Studies in Evolution Equations and Related Topics
Title | Studies in Evolution Equations and Related Topics PDF eBook |
Author | Gaston M. N'Guérékata |
Publisher | Springer Nature |
Pages | 275 |
Release | 2021-10-27 |
Genre | Mathematics |
ISBN | 3030777049 |
This volume features recent development and techniques in evolution equations by renown experts in the field. Each contribution emphasizes the relevance and depth of this important area of mathematics and its expanding reach into the physical, biological, social, and computational sciences as well as into engineering and technology. The reader will find an accessible summary of a wide range of active research topics, along with exciting new results. Topics include: Impulsive implicit Caputo fractional q-difference equations in finite and infinite dimensional Banach spaces; optimal control of averaged state of a population dynamic model; structural stability of nonlinear elliptic p(u)-Laplacian problem with Robin-type boundary condition; exponential dichotomy and partial neutral functional differential equations, stable and center-stable manifolds of admissible class; global attractor in Alpha-norm for some partial functional differential equations of neutral and retarded type; and more. Researchers in mathematical sciences, biosciences, computational sciences and related fields, will benefit from the rich and useful resources provided. Upper undergraduate and graduate students may be inspired to contribute to this active and stimulating field.
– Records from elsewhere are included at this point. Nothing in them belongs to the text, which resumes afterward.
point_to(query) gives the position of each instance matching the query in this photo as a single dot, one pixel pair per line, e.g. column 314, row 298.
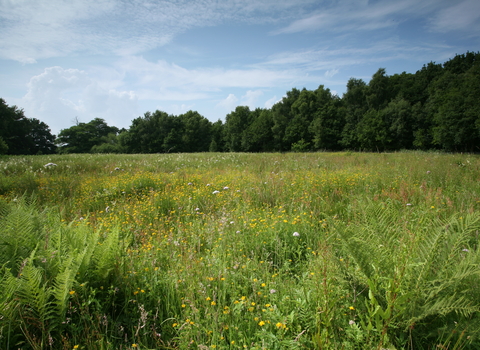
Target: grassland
column 240, row 251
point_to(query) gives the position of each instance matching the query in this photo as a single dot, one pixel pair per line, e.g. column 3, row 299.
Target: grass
column 240, row 251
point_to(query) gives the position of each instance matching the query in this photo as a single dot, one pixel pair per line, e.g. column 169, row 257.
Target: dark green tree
column 217, row 143
column 455, row 104
column 259, row 136
column 355, row 103
column 281, row 116
column 23, row 135
column 81, row 138
column 196, row 132
column 236, row 125
column 329, row 121
column 303, row 111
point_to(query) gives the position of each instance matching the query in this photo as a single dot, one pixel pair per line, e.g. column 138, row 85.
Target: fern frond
column 62, row 285
column 105, row 254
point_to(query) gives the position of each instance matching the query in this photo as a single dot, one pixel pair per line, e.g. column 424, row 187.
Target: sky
column 68, row 61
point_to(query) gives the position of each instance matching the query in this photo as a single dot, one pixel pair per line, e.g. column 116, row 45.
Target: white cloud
column 159, row 79
column 58, row 95
column 250, row 98
column 331, row 72
column 270, row 102
column 228, row 103
column 34, row 29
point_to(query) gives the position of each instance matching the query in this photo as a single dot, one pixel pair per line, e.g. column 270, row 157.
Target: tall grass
column 235, row 251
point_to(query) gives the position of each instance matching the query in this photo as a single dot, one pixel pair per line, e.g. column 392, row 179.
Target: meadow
column 240, row 251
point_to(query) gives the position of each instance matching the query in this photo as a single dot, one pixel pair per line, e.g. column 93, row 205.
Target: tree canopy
column 435, row 108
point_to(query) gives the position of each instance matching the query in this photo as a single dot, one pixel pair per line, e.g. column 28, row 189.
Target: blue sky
column 117, row 59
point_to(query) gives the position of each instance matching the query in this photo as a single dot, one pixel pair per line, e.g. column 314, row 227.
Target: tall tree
column 82, row 137
column 196, row 132
column 355, row 102
column 23, row 135
column 281, row 115
column 329, row 120
column 456, row 110
column 236, row 125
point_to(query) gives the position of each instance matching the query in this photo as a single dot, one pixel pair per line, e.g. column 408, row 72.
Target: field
column 240, row 251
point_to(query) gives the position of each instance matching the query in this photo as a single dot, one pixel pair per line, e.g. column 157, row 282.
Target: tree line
column 438, row 107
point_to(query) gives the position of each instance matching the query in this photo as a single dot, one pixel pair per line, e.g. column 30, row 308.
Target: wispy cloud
column 348, row 15
column 464, row 16
column 58, row 95
column 33, row 29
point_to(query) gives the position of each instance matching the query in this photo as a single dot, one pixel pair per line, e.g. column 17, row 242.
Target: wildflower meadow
column 240, row 251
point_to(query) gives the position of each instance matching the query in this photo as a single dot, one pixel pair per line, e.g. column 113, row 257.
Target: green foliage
column 21, row 135
column 83, row 137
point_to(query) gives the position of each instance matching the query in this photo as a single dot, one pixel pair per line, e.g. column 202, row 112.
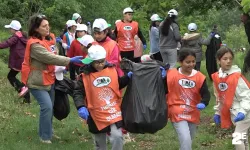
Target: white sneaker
column 56, row 137
column 46, row 141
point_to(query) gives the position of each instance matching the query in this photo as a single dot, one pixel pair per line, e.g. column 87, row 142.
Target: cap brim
column 7, row 26
column 87, row 60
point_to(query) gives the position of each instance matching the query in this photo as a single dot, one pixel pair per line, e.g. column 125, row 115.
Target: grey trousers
column 116, row 139
column 186, row 132
column 242, row 127
column 169, row 56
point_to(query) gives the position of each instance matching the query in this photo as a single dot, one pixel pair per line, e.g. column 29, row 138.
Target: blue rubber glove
column 58, row 39
column 200, row 106
column 65, row 71
column 240, row 116
column 83, row 113
column 76, row 59
column 217, row 119
column 130, row 74
column 212, row 34
column 163, row 72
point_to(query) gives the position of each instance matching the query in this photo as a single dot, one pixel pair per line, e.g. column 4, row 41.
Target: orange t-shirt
column 103, row 97
column 125, row 35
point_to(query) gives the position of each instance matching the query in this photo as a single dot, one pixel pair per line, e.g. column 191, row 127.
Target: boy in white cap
column 194, row 40
column 75, row 48
column 68, row 38
column 98, row 99
column 100, row 28
column 16, row 43
column 77, row 18
column 125, row 32
column 154, row 37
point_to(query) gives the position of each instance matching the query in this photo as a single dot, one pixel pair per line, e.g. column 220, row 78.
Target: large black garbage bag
column 144, row 107
column 61, row 107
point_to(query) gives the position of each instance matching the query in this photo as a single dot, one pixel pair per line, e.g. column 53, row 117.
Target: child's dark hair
column 246, row 65
column 184, row 52
column 222, row 51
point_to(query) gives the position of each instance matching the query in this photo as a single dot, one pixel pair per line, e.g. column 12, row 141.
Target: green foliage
column 236, row 37
column 246, row 5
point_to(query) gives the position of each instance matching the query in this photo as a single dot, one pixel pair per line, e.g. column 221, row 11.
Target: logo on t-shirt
column 187, row 84
column 127, row 28
column 223, row 86
column 101, row 81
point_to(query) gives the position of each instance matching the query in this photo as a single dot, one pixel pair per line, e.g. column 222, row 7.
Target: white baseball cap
column 81, row 27
column 86, row 40
column 75, row 16
column 95, row 52
column 192, row 27
column 172, row 12
column 71, row 23
column 128, row 10
column 117, row 21
column 14, row 25
column 59, row 72
column 100, row 25
column 155, row 17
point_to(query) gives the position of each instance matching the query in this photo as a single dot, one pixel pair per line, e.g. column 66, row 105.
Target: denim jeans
column 186, row 132
column 46, row 102
column 116, row 139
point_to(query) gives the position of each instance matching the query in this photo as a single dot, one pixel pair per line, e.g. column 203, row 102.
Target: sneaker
column 24, row 90
column 56, row 137
column 46, row 141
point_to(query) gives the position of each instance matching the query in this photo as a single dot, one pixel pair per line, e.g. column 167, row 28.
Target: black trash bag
column 66, row 85
column 144, row 108
column 61, row 107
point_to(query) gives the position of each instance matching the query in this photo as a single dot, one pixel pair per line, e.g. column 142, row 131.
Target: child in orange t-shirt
column 187, row 95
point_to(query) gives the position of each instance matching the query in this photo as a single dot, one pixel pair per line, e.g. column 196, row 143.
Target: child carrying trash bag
column 187, row 95
column 232, row 97
column 98, row 99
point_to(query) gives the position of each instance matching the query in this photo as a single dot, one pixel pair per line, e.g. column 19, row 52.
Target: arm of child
column 205, row 41
column 11, row 41
column 79, row 94
column 123, row 81
column 217, row 106
column 205, row 94
column 114, row 57
column 243, row 95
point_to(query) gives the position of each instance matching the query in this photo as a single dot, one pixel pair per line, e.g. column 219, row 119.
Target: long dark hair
column 166, row 24
column 34, row 24
column 153, row 24
column 184, row 53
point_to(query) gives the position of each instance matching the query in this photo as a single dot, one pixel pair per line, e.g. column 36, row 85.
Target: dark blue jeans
column 46, row 102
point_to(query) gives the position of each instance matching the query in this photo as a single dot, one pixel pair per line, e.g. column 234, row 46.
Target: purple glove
column 217, row 119
column 83, row 113
column 76, row 59
column 130, row 74
column 200, row 106
column 240, row 116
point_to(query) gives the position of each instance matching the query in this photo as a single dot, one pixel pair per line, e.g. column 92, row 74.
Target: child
column 75, row 47
column 232, row 96
column 98, row 100
column 194, row 40
column 17, row 43
column 187, row 94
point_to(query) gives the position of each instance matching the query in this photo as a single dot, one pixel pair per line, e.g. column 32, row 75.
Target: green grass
column 19, row 127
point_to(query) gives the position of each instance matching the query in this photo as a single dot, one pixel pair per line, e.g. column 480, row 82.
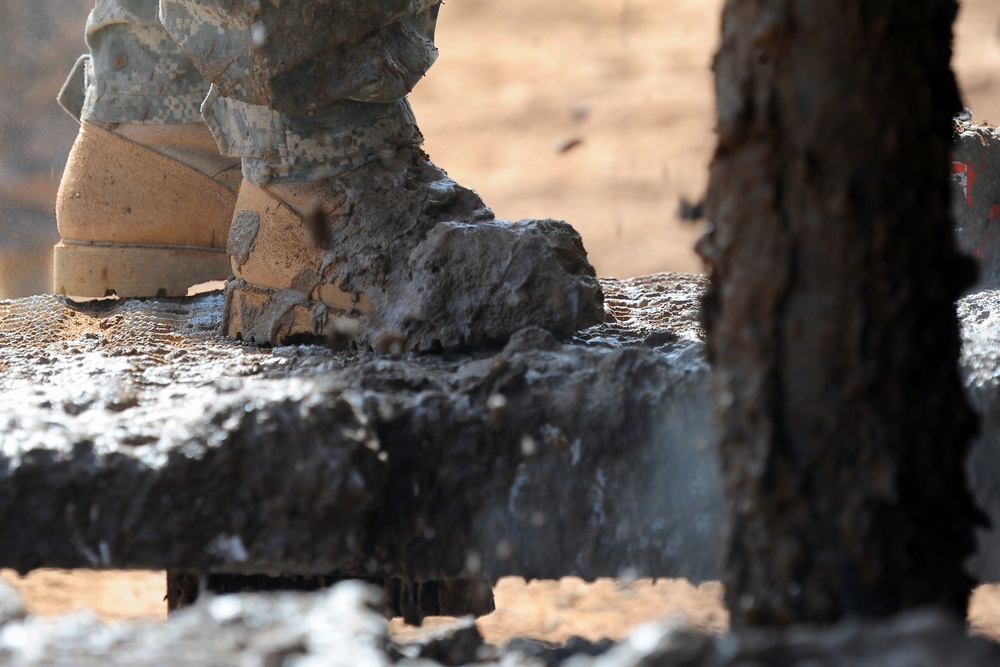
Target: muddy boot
column 394, row 255
column 145, row 202
column 143, row 210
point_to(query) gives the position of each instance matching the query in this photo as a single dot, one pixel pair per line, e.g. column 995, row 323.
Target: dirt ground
column 598, row 112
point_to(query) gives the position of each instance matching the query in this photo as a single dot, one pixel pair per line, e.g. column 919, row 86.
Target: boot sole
column 266, row 316
column 101, row 270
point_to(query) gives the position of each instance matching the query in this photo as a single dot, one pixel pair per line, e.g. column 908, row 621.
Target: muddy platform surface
column 134, row 436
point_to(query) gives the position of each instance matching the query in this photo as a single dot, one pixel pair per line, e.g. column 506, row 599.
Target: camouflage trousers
column 299, row 89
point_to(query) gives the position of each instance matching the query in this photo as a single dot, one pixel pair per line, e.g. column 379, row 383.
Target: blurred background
column 598, row 112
Metrical Almost Periodicity and Applications to Integro-Differential Equations
Title | Metrical Almost Periodicity and Applications to Integro-Differential Equations PDF eBook |
Author | Marko Kostić |
Publisher | Walter de Gruyter GmbH & Co KG |
Pages | 576 |
Release | 2023-06-06 |
Genre | Mathematics |
ISBN | 3111233871 |
Selected Topics in Almost Periodicity
Title | Selected Topics in Almost Periodicity PDF eBook |
Author | Marko Kostić |
Publisher | Walter de Gruyter GmbH & Co KG |
Pages | 734 |
Release | 2021-11-22 |
Genre | Mathematics |
ISBN | 3110763524 |
Covers uniformly recurrent solutions and c-almost periodic solutions of abstract Volterra integro-differential equations as well as various generalizations of almost periodic functions in Lebesgue spaces with variable coefficients. Treats multi-dimensional almost periodic type functions and their generalizations in adequate detail.